Even the business of endless lazing in bed turns out to have a biological basis. One of the less appreciated
effects of the rise in sex hormones is the effect it has on the rhythm of the sleep hormone melatonin. Teenagers go
to bed and get up later because that is what their body clocks tell them to do. A society that requires
them to turn up at school at 8am or 9am may be a recipe for mass teenage sleep deprivation.
These brain scans studies fit into a wider social picture, as shown in a review of scientific theories of teen
behaviour conducted by researchers at Wisconsin University in 1987.

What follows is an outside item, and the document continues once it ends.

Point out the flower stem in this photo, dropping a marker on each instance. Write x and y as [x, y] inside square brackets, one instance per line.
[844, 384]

They found that in times of war and employment booms, scientists pronounced adolescents as being "capable and
adult-like" but during peacetime and economic downturn, they characterised them as "psychologically incapacitated
and slow to develop".
It is worth considering whether the simultaneous demonising and infantilising of adolescents tells us more about
our society's need for good consumers than it does about the true nature of our children.